JonahAF, my hat's off to you. This and all the works posted on anglican.net are of the highest quality. There is nothing elsewhere on the net that compares to it. The fonts are stunning and are the best attempt at capturing the look and feel of those classical texts on a browser. I pray many of us avail ourselves of this rich resources the team has made available to us, free of charge. Bravo!
Hello everyone! We would like to announce that an exciting Anglican classic has been in the works, and is soon to be uploaded: the legendary commentary on the Anglican liturgy written by Anthony Sparrow Lord Bishop of Exon in the 1600s. It has taken us nearly two years to complete! but now the end seems near at hand. The original cover from the seventeeth century:
Dear members--- We have a new and exciting book project to announce. Our storehouse of works from the reign of Queen Elizabeth, one of the great periods in Church history, is expanding by republishing one of the principal Ecclesiastical works of the Elizabethan period, Thomas Bilson's Perpetual Government of Christ's Church published in 1593 to state the Anglican position on the Church in contradistinction to some dissenters then troubling the Church with schisms and newfound doctrines. "From schoolmaster of Winchester he became warden; and having been infinitely studious and industrious in poetry, in philosophy, in physic, and lastly (which his genius chiefly called him) in divinity, he became so complete for skill in languages, for readiness in the fathers, for judgment to make use of his readings, that he was found no longer a soldier, but a commander-in-chief in our spiritual warfare," -writes the antiquarian John Harrington. "... Especially when he became a bishop, and carried prelature in his very aspect." -adds the chronicler Anthony Wood.
Can I just say that, though I am late to the game, with what beauty these texts have been transcribed? I love, love, love, the elegance and care taken with these texts. You do not see this anymore!
I looked up Anglo-Catholicism on google shopping and found no books. But you do have a lot of people here willing to give you an introduction to Anglo-Catholicism
We thank you @Cameron. As the Scriptures say, our people die from a lack of knowledge, ergo, let us step into the breach once more, and remedy what needed to be remedied.

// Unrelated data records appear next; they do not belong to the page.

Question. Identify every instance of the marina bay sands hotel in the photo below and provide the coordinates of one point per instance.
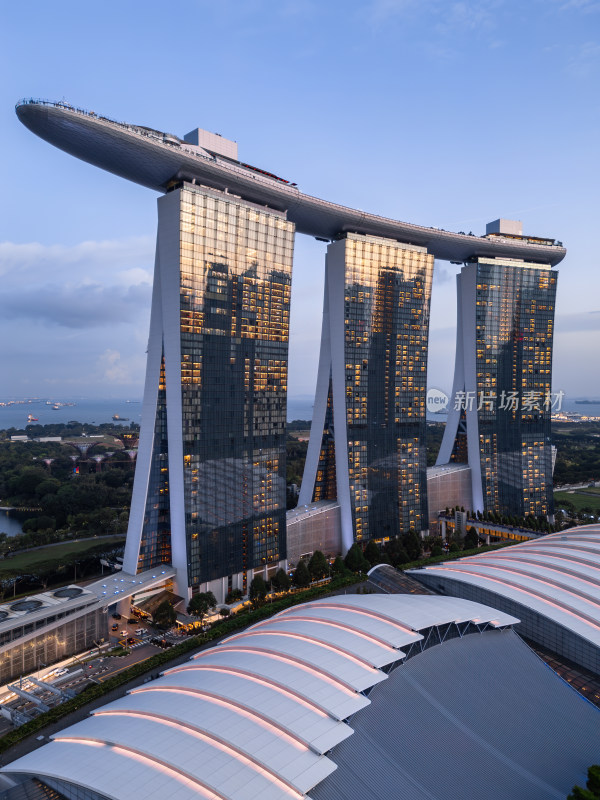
(209, 494)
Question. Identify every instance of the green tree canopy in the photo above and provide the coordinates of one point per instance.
(301, 575)
(338, 567)
(372, 553)
(471, 538)
(318, 566)
(355, 560)
(281, 581)
(164, 616)
(201, 604)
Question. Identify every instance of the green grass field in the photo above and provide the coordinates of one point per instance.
(58, 554)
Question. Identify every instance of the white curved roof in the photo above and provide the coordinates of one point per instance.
(254, 716)
(556, 575)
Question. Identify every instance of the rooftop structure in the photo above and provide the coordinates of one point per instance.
(209, 492)
(339, 699)
(551, 583)
(155, 159)
(499, 416)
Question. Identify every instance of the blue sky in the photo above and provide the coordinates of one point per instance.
(441, 113)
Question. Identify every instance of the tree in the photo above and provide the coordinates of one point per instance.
(355, 560)
(281, 581)
(412, 544)
(164, 616)
(372, 553)
(258, 590)
(592, 790)
(318, 566)
(471, 539)
(302, 575)
(201, 604)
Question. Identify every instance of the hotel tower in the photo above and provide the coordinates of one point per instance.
(500, 409)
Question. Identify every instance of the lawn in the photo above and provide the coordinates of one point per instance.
(57, 554)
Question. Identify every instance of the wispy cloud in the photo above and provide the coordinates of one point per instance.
(571, 323)
(81, 286)
(464, 15)
(585, 60)
(585, 6)
(87, 305)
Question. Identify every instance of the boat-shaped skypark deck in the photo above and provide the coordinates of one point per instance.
(157, 160)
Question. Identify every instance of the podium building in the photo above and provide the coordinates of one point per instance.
(209, 490)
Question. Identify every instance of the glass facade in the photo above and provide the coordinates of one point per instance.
(386, 324)
(155, 547)
(234, 274)
(513, 350)
(325, 483)
(375, 351)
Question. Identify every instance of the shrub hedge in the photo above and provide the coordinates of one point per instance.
(220, 628)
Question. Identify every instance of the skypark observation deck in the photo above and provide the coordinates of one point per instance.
(158, 160)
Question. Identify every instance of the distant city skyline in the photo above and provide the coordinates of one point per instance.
(385, 111)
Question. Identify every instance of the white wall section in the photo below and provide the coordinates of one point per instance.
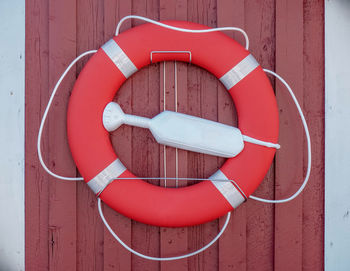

Much appreciated. Thank you! I am quite proud of the latest work we have put up, which is Henry Scougal's The Life of God in the Soul of Man. We brought it online because I felt we had an over-representation of books in the realm of dogmatic theology, whereas most average people would benefit from the spiritual classics and timeless literature on holiness and virtue for which Anglicanism has been so well known across the centuries. Scougal is first, and we may bring on Richard Allestree's Whole Duty of Man, Jeremy Taylor's Holy Living and Cases of Conscience, and even the work referenced at the end of Scougal, namely, An Account of the Beginnings and Advances of a Spiritual Life. Merry Christmas everybody!